Ali downloaded instructions from an al-Qaida in the Arabian Peninsula website on how to launch a terrorist attack and how to use guns, Patton said.
Patton described Ali as "a person who's expressed an intention to try and kill as many people as he could through shooting them."
He said authorities have eliminated the threat of the attack, saying: "The risk that was posed by this person has been removed."
He added that he was acting alone and had not been able to acquire a firearm before his arrest late on Monday.
Ali appeared in a Melbourne court Tuesday on charges of preparing to commit a terrorist attack and collecting documents to facilitate a terrorist act. People convicted of those crimes in Australia face a maximum penalty of life in prison. Ali was not required to plea to the charges and did not apply to be released on bail.
Search warrants were issued Monday at a home in a suburb where the suspect lived with his parents and siblings, at a relative's address in another suburb and at a computer business where he once had a part-time job.
Justice Minister Michael Keenan said police arrested four extremists last December over a similar plot to attack Federal Square and other public places in Melbourne over the Christmas-New Year period.

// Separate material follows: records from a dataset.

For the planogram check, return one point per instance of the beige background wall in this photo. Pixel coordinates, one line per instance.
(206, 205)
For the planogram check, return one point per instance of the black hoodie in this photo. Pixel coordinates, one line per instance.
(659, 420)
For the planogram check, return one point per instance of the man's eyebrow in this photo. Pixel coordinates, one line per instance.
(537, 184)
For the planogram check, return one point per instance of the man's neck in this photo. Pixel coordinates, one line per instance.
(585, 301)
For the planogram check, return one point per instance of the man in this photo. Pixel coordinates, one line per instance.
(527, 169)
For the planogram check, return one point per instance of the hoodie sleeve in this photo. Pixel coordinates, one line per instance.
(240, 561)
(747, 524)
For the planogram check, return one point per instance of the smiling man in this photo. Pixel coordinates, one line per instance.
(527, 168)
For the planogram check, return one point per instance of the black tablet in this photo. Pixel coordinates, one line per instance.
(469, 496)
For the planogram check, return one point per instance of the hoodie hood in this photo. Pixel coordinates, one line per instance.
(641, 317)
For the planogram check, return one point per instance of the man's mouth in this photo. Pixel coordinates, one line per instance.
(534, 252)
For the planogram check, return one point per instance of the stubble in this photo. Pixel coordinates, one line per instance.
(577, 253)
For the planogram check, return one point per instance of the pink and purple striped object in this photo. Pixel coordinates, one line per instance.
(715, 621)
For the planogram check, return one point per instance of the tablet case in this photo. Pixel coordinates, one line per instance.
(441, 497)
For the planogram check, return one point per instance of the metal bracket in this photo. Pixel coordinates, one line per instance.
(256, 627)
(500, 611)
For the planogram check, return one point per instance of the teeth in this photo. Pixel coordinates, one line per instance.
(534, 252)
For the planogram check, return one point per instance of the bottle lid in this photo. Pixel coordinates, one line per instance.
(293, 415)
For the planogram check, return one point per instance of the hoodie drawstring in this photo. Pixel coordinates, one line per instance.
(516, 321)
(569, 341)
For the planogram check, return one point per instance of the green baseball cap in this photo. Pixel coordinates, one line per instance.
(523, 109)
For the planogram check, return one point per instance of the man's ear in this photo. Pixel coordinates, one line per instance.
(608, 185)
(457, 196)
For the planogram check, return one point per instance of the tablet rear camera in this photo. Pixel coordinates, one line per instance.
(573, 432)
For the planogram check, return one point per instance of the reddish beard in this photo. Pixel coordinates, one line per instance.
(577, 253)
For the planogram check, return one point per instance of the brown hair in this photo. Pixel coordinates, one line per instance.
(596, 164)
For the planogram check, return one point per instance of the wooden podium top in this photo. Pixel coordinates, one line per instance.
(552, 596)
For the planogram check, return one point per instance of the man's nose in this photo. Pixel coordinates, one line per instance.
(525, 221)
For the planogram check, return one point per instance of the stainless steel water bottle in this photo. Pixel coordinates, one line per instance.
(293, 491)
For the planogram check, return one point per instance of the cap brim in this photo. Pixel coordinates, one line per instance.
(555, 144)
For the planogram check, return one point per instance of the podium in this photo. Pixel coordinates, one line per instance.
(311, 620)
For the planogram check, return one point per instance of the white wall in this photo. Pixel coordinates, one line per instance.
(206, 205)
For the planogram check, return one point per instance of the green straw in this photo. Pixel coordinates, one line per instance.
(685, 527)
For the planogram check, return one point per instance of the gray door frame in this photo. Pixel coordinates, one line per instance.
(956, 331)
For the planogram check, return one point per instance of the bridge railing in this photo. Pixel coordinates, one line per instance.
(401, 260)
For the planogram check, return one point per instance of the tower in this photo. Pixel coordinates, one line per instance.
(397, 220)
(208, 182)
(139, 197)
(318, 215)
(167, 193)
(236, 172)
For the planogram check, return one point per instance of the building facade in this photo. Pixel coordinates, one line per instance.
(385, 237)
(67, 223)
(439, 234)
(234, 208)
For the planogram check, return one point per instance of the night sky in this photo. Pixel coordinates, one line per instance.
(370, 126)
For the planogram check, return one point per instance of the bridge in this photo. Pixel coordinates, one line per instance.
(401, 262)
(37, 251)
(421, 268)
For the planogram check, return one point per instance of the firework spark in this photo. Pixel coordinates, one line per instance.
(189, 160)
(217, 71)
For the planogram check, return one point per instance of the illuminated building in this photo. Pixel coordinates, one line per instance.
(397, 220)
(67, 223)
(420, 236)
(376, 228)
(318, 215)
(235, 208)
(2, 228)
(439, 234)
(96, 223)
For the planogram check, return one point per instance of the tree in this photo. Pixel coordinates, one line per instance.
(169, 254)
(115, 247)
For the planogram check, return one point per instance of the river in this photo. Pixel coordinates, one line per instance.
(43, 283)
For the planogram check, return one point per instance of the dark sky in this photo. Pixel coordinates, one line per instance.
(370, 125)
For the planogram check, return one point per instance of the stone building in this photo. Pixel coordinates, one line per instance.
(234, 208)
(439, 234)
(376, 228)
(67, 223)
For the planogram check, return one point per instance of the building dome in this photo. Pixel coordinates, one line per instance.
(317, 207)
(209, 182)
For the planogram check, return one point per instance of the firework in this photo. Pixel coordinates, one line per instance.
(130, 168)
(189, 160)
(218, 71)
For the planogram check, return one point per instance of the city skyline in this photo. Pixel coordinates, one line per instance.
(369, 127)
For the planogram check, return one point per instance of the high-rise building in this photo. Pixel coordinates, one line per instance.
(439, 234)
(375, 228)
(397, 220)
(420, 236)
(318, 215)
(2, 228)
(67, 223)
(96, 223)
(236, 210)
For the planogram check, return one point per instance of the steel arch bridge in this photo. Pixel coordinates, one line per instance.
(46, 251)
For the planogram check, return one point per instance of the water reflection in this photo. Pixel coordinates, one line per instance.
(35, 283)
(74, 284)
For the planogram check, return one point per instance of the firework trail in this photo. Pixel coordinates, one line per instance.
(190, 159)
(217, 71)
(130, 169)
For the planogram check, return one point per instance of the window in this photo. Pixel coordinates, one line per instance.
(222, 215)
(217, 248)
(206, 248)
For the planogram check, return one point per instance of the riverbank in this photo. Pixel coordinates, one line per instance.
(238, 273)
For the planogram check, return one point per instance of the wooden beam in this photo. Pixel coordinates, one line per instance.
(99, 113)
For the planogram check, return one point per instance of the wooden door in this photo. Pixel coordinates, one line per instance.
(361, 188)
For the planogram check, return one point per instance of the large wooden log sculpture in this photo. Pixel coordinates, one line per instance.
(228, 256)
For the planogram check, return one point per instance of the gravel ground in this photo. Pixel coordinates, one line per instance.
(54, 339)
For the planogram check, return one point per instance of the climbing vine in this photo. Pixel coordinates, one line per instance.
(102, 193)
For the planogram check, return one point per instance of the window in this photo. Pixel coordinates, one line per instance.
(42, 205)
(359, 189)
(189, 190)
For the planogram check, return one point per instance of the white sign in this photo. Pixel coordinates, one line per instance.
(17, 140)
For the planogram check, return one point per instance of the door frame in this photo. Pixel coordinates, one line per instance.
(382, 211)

The four will stand trial next year on terrorism charges.
Keenan urged the public to continue with their usual routines over the period and expect to see a heavy police presence.
"The aim of these terrorists is to foster fear and intimidation, but Australians should be able to go about their business secure in the understanding that the government has worked very closely with law enforcement and other security agencies to keep them safe," Keenan told reporters.
Counter-terrorism police had been monitoring the latest suspect, a known extremist and a sympathizer of the ISIS terror group, this year and detained him as he met with people in an attempt to acquire a gun, Patton said.
Australia has strict gun laws and automatic weapons are banned from private ownership.
The man is the 74th suspect arrested in Australia in 31 counter-terrorism investigations since Australia's terrorism threat level was elevated to "probable" in September 2014.
The plot was the 14th that police say they had disrupted since the terrorist threat level was raised. Five plots have been executed.